Ridley Scott returns to sci-fi with 'Prometheus'

Because he's so synonymous with the genre, it may be hard to believe that it's been nearly 30 years since director Ridley Scott last visited science fiction with 1982'sBlade Runner.

Well, he's baaaaaack.



In the 20th Century Fox Comic-Con panel moderated Lost co-creator Damon Lindelof, Scott checked in by live video feed from Iceland, where he's filming next year's Prometheus. The studio also debuted a sizzle reel of footage, with space shots, creepy situations and what seemed to be Charlize Theron doing "naked pushups."


Theron took the Hall H stage -- where Lindelof (also aPrometheus co-writer) joked that her naked pushups were pandering to the mostly male audience - and she talked about her shadowy character, which she described as a "suit." "She's the machine that runs the machine that takes this mission into space," Theron said.

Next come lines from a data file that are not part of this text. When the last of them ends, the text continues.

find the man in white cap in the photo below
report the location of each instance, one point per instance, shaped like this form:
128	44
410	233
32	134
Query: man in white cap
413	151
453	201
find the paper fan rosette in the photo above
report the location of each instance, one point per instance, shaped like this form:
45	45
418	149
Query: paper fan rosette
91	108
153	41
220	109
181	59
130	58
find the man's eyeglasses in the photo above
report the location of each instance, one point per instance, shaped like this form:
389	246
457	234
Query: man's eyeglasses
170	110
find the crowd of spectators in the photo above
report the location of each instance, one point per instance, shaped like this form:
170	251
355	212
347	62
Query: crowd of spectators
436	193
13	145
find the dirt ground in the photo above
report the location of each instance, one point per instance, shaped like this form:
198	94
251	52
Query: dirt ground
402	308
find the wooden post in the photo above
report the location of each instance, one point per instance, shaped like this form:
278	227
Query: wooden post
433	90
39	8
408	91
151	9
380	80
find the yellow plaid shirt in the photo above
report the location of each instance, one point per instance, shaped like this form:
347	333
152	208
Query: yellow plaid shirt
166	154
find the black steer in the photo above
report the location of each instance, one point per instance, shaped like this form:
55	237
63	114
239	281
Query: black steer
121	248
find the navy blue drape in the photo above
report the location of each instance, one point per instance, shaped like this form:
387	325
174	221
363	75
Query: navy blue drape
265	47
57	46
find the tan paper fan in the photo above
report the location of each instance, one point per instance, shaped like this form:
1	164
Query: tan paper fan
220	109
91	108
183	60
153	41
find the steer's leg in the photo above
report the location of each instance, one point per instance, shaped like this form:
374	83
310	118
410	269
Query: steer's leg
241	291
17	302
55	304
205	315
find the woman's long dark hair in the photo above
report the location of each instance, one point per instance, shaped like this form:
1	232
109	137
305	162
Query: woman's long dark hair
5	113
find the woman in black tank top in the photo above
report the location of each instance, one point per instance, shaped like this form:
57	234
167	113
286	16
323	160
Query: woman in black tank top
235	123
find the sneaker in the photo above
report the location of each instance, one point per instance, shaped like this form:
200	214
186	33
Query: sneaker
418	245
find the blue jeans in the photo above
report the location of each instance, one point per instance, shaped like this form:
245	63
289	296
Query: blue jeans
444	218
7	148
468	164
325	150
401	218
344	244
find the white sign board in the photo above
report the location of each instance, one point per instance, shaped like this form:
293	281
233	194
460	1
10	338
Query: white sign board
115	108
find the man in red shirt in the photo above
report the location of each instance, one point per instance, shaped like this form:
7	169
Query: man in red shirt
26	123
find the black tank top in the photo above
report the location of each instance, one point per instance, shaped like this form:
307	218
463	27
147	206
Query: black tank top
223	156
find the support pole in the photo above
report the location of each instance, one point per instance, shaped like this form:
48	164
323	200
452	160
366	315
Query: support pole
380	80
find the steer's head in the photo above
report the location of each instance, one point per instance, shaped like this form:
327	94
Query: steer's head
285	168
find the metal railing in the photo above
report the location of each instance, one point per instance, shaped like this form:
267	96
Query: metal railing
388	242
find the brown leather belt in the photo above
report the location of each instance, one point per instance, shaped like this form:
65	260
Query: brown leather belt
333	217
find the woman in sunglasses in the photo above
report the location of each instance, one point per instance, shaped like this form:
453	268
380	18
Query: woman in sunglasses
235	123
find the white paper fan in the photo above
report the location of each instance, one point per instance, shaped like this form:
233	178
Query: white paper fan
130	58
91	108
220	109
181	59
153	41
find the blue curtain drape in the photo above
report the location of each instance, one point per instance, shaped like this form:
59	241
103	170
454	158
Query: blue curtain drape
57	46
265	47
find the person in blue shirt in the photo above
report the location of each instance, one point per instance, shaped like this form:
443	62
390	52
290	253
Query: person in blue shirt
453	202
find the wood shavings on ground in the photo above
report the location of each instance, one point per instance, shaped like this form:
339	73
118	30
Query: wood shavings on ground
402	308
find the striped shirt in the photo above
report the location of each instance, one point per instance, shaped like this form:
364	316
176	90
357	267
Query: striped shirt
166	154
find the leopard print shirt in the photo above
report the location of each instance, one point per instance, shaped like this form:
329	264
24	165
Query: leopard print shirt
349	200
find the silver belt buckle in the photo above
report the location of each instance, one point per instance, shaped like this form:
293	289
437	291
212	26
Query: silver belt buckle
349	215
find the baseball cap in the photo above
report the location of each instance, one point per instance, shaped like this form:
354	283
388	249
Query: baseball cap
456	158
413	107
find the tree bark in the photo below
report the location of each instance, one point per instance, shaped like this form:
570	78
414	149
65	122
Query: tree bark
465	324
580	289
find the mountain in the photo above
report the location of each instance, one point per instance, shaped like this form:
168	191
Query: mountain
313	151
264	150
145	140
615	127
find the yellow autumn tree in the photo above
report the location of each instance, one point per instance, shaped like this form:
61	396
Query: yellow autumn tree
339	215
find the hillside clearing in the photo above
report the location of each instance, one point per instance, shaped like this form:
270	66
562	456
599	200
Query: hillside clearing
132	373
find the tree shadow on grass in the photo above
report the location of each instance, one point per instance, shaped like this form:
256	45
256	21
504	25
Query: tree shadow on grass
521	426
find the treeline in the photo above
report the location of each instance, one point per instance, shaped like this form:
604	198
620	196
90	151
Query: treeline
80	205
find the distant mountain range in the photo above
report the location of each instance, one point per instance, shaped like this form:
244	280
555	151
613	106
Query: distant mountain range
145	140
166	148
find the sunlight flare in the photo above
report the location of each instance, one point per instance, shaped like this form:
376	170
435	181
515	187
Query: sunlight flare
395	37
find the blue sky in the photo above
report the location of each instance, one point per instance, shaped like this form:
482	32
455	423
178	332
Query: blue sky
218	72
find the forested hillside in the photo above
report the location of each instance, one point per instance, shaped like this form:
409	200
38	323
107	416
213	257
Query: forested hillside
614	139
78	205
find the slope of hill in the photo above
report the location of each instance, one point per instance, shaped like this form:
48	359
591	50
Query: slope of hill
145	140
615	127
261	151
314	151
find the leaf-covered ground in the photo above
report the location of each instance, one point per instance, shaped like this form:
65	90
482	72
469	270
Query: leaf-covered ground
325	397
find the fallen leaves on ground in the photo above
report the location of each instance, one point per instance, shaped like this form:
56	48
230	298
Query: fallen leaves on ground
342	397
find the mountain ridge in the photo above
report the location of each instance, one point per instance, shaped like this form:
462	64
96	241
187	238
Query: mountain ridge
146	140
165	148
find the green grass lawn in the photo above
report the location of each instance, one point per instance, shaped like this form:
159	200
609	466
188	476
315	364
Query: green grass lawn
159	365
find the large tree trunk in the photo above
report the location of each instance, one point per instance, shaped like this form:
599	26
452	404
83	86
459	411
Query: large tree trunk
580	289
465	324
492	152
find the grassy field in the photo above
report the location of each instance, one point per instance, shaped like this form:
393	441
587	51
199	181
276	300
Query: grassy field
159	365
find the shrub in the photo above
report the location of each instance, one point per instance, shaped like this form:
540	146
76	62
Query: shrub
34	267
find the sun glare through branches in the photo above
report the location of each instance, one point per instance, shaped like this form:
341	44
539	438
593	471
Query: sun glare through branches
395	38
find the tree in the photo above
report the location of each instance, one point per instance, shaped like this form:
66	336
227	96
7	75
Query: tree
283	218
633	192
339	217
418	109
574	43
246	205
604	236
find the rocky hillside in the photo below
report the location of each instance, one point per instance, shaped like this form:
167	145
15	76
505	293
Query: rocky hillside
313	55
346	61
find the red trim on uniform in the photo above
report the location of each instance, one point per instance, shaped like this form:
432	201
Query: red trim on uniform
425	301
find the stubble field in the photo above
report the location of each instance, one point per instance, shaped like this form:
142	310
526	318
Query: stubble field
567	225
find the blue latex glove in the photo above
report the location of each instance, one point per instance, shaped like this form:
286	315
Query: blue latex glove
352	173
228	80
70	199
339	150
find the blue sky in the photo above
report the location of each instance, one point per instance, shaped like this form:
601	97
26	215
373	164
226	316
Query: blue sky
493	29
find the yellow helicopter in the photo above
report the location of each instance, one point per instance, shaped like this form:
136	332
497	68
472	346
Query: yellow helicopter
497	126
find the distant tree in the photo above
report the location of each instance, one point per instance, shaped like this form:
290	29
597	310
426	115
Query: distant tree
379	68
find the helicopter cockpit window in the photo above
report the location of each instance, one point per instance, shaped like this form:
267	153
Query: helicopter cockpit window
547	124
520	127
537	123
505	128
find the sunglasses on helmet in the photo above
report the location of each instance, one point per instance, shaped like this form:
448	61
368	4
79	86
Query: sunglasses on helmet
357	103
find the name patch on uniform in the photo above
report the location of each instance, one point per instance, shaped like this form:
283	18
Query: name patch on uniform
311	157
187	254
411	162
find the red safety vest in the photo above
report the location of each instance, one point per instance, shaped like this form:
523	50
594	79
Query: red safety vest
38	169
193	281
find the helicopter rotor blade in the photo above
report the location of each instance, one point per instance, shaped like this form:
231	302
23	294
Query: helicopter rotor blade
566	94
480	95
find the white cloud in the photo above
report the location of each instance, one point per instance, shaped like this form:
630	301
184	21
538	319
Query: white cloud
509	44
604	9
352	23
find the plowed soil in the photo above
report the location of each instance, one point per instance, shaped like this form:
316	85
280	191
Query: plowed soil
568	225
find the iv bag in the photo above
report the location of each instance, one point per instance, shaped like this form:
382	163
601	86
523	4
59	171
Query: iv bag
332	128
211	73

Also starring Idris Elba, Michael Fassbender and Noomi Rapace (of the Swedish Girl With the Dragon Tattoo films),Prometheus was a mystery to many before the panel - and still is, to a degree. Scott said that there is DNA of his 1979 sci-fi classic Alien in Prometheus, "but everything else is original." He cryptically said there was one question posed in Alien that was never answered, and that audiences "will understand in the last few minutes of the film."


One thing that is for sure: The man loves his 3D. Scott's filmingPrometheus in digital 3D and built real sets instead of using computer effects. "I'll never work without 3D again, even the small dialogue scenes."


Also at the Fox panel, director Andrew Niccol debuted footage from his sci-fi- thriller In Time, and his stars Justin Timberlake and Amanda Seyfried joked about wielding guns in the movie. "We sometimes went shooting after hours," Seyfried said.


And to finish the presentation, director Rupert Wyatt showed new footage from Rise of the Planet of the Apes featuring Andy Serkis in his motion-capture suit and facial-capture head contraption that allows him to become the simian Caesar on screen.


He'd just flown in from New Zealand from filming Peter Jackson's The Hobbit. He said he's finished 60 days and still has 200 days, mostly the second-unit director. Serkis also has completed all his performance-capture work reprising his Lord of the Rings role, Gollum.


"Performance capture is only anothr way of capturing an actor's performance," he said. "It's just another tool."